2018 represented the seventh consecutive year that North American passenger traffic was 5 percent. But during Jan-Aug 2019, that number was down to 3.9 percent.
“Looking back at 2018, airline passenger traffic grew 7.4 percent - the ninth year in a row of consecutive gains, said Rob Morris,head of consultancy for Ascend by Cirium in a presentation in New York last month.”
Overall, the company’s analysis is one of continued aviation industry health – just not as much as in past years, as North American airlines face pressure on pricing, costs, and capacity. Meanwhile, on top of the recessionary fears that remain, Ascend by Cirium’s data shows even more concerns regarding the impact of Boeing’s 737MAX anticipated return to service by next year.
The growth in air travel was largely driven by India and China, as well as the continued rise of low-cost carriers around the world.
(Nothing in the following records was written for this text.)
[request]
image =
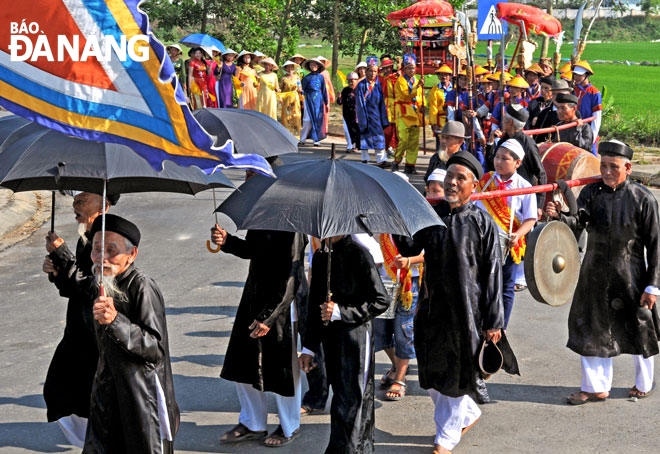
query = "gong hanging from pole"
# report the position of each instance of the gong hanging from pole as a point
(552, 263)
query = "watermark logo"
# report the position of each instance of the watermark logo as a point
(29, 43)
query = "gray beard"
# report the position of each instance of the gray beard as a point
(109, 284)
(82, 230)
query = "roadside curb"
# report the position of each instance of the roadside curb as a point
(22, 214)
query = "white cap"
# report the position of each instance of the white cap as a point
(579, 70)
(437, 175)
(402, 175)
(514, 147)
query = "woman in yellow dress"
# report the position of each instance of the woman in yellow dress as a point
(248, 77)
(268, 88)
(290, 95)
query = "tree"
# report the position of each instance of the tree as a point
(651, 6)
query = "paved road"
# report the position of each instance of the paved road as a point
(529, 414)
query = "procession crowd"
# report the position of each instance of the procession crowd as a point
(384, 109)
(443, 296)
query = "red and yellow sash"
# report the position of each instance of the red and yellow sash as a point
(501, 214)
(390, 252)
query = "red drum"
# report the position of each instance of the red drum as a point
(565, 161)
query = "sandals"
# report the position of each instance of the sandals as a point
(576, 398)
(386, 381)
(396, 394)
(282, 440)
(306, 410)
(634, 392)
(241, 433)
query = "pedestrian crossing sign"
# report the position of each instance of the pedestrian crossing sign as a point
(489, 26)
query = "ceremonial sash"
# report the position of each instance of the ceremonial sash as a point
(500, 211)
(268, 85)
(288, 96)
(390, 252)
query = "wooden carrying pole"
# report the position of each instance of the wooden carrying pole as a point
(522, 191)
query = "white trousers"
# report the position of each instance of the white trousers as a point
(307, 126)
(381, 155)
(74, 428)
(254, 405)
(349, 143)
(597, 373)
(452, 414)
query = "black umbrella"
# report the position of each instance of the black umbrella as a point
(329, 198)
(251, 131)
(326, 198)
(33, 157)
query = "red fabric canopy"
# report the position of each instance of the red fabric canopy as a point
(425, 11)
(536, 20)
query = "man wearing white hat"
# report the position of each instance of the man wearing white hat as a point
(174, 52)
(515, 216)
(224, 74)
(590, 99)
(450, 141)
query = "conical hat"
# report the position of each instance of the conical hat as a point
(584, 64)
(480, 70)
(535, 68)
(315, 60)
(444, 69)
(290, 63)
(518, 82)
(269, 61)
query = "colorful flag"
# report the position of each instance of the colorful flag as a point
(93, 69)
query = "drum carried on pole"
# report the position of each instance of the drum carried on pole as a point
(565, 161)
(552, 263)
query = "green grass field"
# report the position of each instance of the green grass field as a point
(635, 114)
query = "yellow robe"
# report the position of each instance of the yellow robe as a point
(290, 116)
(248, 78)
(408, 105)
(267, 94)
(437, 113)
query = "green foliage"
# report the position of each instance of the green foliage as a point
(626, 28)
(637, 129)
(172, 18)
(651, 6)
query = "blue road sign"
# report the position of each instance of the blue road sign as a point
(488, 25)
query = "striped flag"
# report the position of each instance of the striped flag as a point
(93, 69)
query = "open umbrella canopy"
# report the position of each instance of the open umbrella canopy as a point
(423, 12)
(33, 157)
(325, 198)
(251, 131)
(202, 39)
(535, 19)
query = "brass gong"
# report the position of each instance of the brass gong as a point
(552, 263)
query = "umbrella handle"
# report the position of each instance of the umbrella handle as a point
(213, 249)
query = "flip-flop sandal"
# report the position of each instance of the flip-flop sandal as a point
(401, 391)
(634, 392)
(278, 435)
(242, 433)
(574, 399)
(386, 381)
(307, 410)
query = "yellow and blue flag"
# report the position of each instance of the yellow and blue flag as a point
(93, 69)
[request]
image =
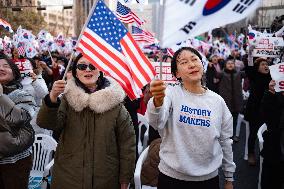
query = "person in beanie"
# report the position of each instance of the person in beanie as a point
(17, 108)
(195, 126)
(96, 148)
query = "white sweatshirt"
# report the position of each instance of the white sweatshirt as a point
(195, 131)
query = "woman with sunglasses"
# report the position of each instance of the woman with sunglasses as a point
(96, 147)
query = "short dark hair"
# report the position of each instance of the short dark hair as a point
(15, 70)
(177, 53)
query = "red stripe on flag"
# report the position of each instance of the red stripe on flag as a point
(111, 54)
(105, 61)
(136, 63)
(146, 61)
(128, 90)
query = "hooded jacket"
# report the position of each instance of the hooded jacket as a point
(96, 148)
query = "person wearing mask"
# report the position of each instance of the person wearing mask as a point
(195, 126)
(96, 148)
(17, 108)
(259, 78)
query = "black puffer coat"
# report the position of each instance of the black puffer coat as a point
(15, 112)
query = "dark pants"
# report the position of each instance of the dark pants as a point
(254, 125)
(165, 182)
(272, 175)
(16, 175)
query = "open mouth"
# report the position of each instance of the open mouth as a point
(193, 72)
(88, 76)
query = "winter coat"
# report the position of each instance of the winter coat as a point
(272, 111)
(38, 89)
(17, 108)
(230, 88)
(150, 170)
(258, 84)
(96, 149)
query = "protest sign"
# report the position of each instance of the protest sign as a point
(277, 74)
(26, 69)
(268, 47)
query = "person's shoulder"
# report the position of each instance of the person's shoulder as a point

European air travel demand was also very strong. But those kind of gains couldn’t keep going forever. As such, between January and May 2019, Ascend by Cirium data shows evidence of a slowdown, though demand was still a respectable 4.6 percent.
Overall, the picture of airline industry currently indicates 3-to 5 percent capacity growth for Q3 2019 based on scheduling, Ascend by Cirium finds. Meanwhile, IATA has forecast a healthy 5 RPK (revenue per passenger measured in kilometers) increase for all of 2019.
As if there weren’t enough confusing signs about what’s in store for the air travel marketplace in 2020, Ascend by Cirium notes that North American airlines saw margins of 12 percent in Q2, an improvement over an already strong 2018.
Still, global airline margins peaked in 2016 at 8.5 percent. IATA initially forecast global margins to reach 7.5 percent in 2018, but has since revised that number down to 5.8 percent. The global trade organization is forecasting 2019 margins of 5 percent worldwide for airlines. In all, IATA’s snapchat of airline health shows 11 of 30 sample airlines with margins falling year-over-year, while nine are improving and 10 appear stable.
“U.S. airlines are unhedged, so benefitting from lower fuel costs, as well as lower ASK (available seat miles/kilometers) growth,” Morris said during his presentation. “Europe has a weaker economy, with less capacity removed by MAX grounding.”
Lastly, load factors are at a record global high, and Ascend by Cirium finds all major regions are either “levelling off,” or experiencing “very slight declines.” Here too, U.S. airlines have reported renewed improvement, helped by capacity shortfalls.
When we caught up with Morris at the end of his presentation, we discussed his primary caveats regarding airlines’ ability to maintain the strong pricing power that has resulted from the higher rates of air passenger demand in the U.S.
“The U.S. economy has been reasonably strong, in a long slow growth through this cycle, still potential for more growth,” Morris told Kambr Media. “So that's why U.S. airlines are doing pretty well right now. They're also able to control costs. But if suddenly the MAX logjam opens, the naturally puts more capacity into the market. And when you reduce supply, and demand has to be matching it, you lose your pricing power.”
As Morris added, airlines have gotten a lot better at controlling supply, and managing demand, and then being able to leverage prices accordingly.
In terms of recent examples of what has happened in other regions hit with a sudden rise in capacity, Morris pointed to when Air Berlin went bust in August 2017. The German discount carrier had roughly 100 aircraft.
“The market failed, not because of demand, but because their business model was confused and bad,” Morris said. “And Lufthansa, Ryanair, through Niki Lauda, which was formerly part of Air Berlin, and easyJet all came into the German market.
“Those airlines then lost lots of money, because they didn't let reduce the necessary supply, so yields dropped,” Morris continued. “It's all about putting too much supply, in not matching demand, having to use price. Because the one thing about an airline seat of course is it's perfectly perishable product. The minute it's gone, it's gone.”
With passenger demand being higher than expected through this cycle to date, why is 2020 still likely to be weaker?
“Everybody talks about airlines being a long-term, 5 percent growth industry, but over the last 20 years it's been an average of 6 percent, even as we've seen more and more low-cost carriers,” Morris said. “We've seen a stimulation of demand over supply. Airlines have been able to increase load factor and control price and make profits. In this cycle airlines have made globally $220 million net profit. That's more than they'd ever made in the whole industry. But it's been a long cycle, but they mustn't forget that discipline.
“But the important thing to note is that we’re at the end of a 10 year cycle, so 6 percent is starting to turn down to 4.6 percent this year. So demand might be softening. And if that’s what’s happening, then supply increases. Airlines might be able to absorb the
capacity. Looking to 2020, and the likely return of the 737MAX, that’s the big question.”